Pennsylvania LCE Busts 2 Schuylkill County Businesses Serving Booze Without a Meal
The COVID-19 infractions at Mazloom’s were noted back on Oct. 22. It was on that day an LCE agent observed several violations per the emergency mandates and orders handed down by Governor Tom Wolf and Health Secretary Rachel Levine.
LCE says a patron was served alcohol for “on-premises consumption in a transaction that did not include a meal” on that day.
Mazloom Inc. was also cited for failing to require customers to wear face masks “while entering, exiting, or otherwise traveling throughout the establishment” and the company “did not provide face masks for employees to wear at work”. Employees were also not required to wear face masks the entire time they were at work and the LCE cited the company for that infraction, too.
In Shenandoah, the LCE says Pocono Enterprise Co., which does business as Mulligans, S. Main St., was cited for activity inside the establishment on Oct. 24. Like Mazloom’s, the establishment was cited for selling alcohol to a customer who intended to drink the beverage there without selling him food.

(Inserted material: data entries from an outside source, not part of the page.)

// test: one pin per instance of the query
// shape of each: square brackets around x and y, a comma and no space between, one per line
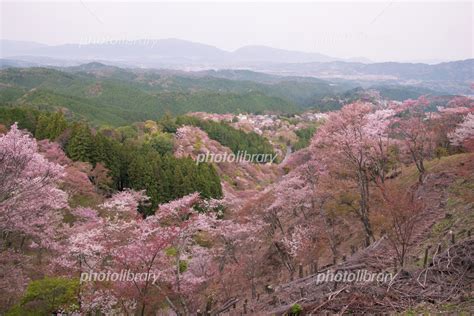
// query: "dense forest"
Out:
[110,95]
[228,136]
[139,157]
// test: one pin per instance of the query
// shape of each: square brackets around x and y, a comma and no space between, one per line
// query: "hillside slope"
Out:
[444,284]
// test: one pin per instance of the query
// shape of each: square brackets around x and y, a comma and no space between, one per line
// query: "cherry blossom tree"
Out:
[30,215]
[29,193]
[353,144]
[463,135]
[416,135]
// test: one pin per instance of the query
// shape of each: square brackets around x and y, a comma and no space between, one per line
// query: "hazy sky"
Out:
[379,31]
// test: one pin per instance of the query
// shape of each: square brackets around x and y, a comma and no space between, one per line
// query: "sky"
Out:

The company was also cited for a number of other COVID-related violations:
- Served a customer seated at the bar
- Customers not required to wear face masks
- Failed to provide face masks to employees
- Did not require customers to consume alcohol while seated at a table or booth
- Served drinks after 11 p.m.
- Exceeded the 25% occupancy limit
- Failed to provide proper social distance or barriers between parties at tables
In a matter unrelated to the pandemic, LCE also cited Old Buckhorn Cafe LLC, of Saint Clair, for not having “responsible alcohol management certification” from Sept. 22 until Nov. 2.
Businesses cited for COVID-19 mandate and other LCE violations must appear before an Administrative Law Judge. That judge can fine a company anywhere between $50-1,000 for minor offenses. More serious offenses carry fines up to $5,000. The businesses’ licenses can also be suspended or revoked as a result of these violations.